Mais il restera toujours la question : en a-t-on vraiment besoin ? Au fond des régions montagneuses du Laos, dans les régions reculées où il n'est pas facile d'importer et de cultiver des carottes ou d'autres légumes riches en vitamine A, je ne crains pas d'affirmer que si ca pouvait aider, je serais favorable à cet OGM. Tout ça pour dire qu'il ne faut pas diaboliser les OGM en tant que tels. Il faut toujours étudier les OGM au cas par cas. Les scientifiques doivent faire à chaque fois la démonstration de leur utilité et de leur innocuité. A eux de convaincre. Et l'enjeu est suffisamment important pour que l'on ne puisse pas se contenter d'une simple majorité de 50% dans l'opinion publique !

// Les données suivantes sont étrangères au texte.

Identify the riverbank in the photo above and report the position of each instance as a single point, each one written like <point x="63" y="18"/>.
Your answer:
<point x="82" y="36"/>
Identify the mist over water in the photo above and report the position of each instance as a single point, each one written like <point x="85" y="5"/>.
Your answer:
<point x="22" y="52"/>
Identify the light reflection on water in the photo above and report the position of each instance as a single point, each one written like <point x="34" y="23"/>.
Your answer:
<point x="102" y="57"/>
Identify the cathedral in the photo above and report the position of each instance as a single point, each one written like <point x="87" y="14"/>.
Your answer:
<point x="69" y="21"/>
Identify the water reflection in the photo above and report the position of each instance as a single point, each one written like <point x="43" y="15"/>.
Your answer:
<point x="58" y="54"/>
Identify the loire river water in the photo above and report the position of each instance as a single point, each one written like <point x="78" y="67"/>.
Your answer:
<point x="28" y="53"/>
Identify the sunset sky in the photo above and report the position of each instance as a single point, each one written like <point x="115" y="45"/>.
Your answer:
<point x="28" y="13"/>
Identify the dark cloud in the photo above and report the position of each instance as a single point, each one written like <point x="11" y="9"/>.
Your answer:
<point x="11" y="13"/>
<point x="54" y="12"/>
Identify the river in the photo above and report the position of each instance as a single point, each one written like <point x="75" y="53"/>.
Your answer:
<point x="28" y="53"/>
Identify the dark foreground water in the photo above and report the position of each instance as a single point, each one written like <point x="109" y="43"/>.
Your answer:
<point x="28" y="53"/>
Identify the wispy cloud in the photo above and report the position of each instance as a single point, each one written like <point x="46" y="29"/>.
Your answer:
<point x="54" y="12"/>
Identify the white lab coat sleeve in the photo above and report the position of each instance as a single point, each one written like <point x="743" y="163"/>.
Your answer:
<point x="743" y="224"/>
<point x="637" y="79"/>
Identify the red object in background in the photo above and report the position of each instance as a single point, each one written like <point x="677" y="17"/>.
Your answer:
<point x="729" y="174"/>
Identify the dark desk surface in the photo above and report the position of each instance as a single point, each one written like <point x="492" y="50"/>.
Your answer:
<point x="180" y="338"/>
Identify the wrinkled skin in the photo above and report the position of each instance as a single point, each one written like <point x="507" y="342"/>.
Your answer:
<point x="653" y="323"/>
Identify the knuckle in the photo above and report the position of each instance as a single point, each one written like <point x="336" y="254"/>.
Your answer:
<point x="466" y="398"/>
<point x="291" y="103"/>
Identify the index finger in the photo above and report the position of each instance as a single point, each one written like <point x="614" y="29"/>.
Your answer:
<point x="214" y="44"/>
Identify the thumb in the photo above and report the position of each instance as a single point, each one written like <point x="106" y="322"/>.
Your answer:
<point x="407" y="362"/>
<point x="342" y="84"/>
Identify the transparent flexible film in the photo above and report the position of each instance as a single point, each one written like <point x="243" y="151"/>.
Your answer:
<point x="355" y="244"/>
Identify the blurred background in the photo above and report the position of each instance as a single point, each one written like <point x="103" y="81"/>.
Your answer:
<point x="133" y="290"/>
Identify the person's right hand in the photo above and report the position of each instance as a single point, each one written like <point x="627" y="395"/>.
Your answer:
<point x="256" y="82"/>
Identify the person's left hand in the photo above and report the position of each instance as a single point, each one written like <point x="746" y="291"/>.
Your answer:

HLM : Merci à M. Dufumier de son exposé très intéressant. J'aurais quelques questions et commentaires préliminaires. D'abord, vous avez parlé d'un maïs " résistant à l'insecte ". Une mauvaise compréhension pourrait faire penser qu'on n'aura pas besoin de mettre d'insecticide et donc qu'on polluera moins. C'est négliger que c'est la plante qui émet l'insecticide et dans des quantités qui n'ont pas été mesurées à ma connaissance (!). Quand on les a sommairement évaluées, ce serait environ 10.000 fois la quantité d'insecticide utilisé en agriculture bio. Il pollue donc plus. De plus, le brevet terminator a une histoire complexe. Il a été mis au point par le secteur public américain sur contrat avec l'entreprise Delta Pine & Lands (DPL). Monsanto avait eu l'intention (qu'il n'a pas finalisé) de racheter cette société. En disant qu'il refusait d'utiliser ce brevet il ne s'engageait pas à grand chose car il ne le possède pas. De plus, il existe une douzaine de brevets similaires de par le monde. Enfin, on a découvert cette semaine des essais en Angleterre d'un colza OGM contenant un des brevets (qui n'est pas qu'un seul gène) Terminator. Comment peut-on avoir confiance dans les grandes déclarations des autorités publiques et privées ? De plus, vous avez qualifié la probabilité de dissémination d'un gène de résistance à un herbicide de " infinitésimale ". Pourtant, au Canada, des mauvaises herbes ont déjà attrapé un gène de résistance à un herbicide la première année, un gène de résistance à un deuxième herbicide la deuxième année et un troisième gène la troisième année. Ce phénomène est donc avéré et en fait rapide. Sur le riz au béta carotène, je voudrais ajouter d'autres graves défauts :

  1. Ce gène est "protégé" par une soixantaine de brevets. Or Zeneca n'en a "libéré" que six pour l'instant. Il est probable qu'il ne sorte jamais : le système est en train de s'effondrer sur lui-même.
  2. Si ce riz est le seul qui trouve grâce à vos yeux, on voit bien qu'il n'a qu'un aspect promotionnel. Il est l'arbre derrière lequel on veut cacher la forêt des OGM.
  3. Il existe aussi un risque de survitaminose.
  4. Il existe d'autres méthodes pour pallier ce déficit en vitamine A et je serais heureux que des questions l'évoquent.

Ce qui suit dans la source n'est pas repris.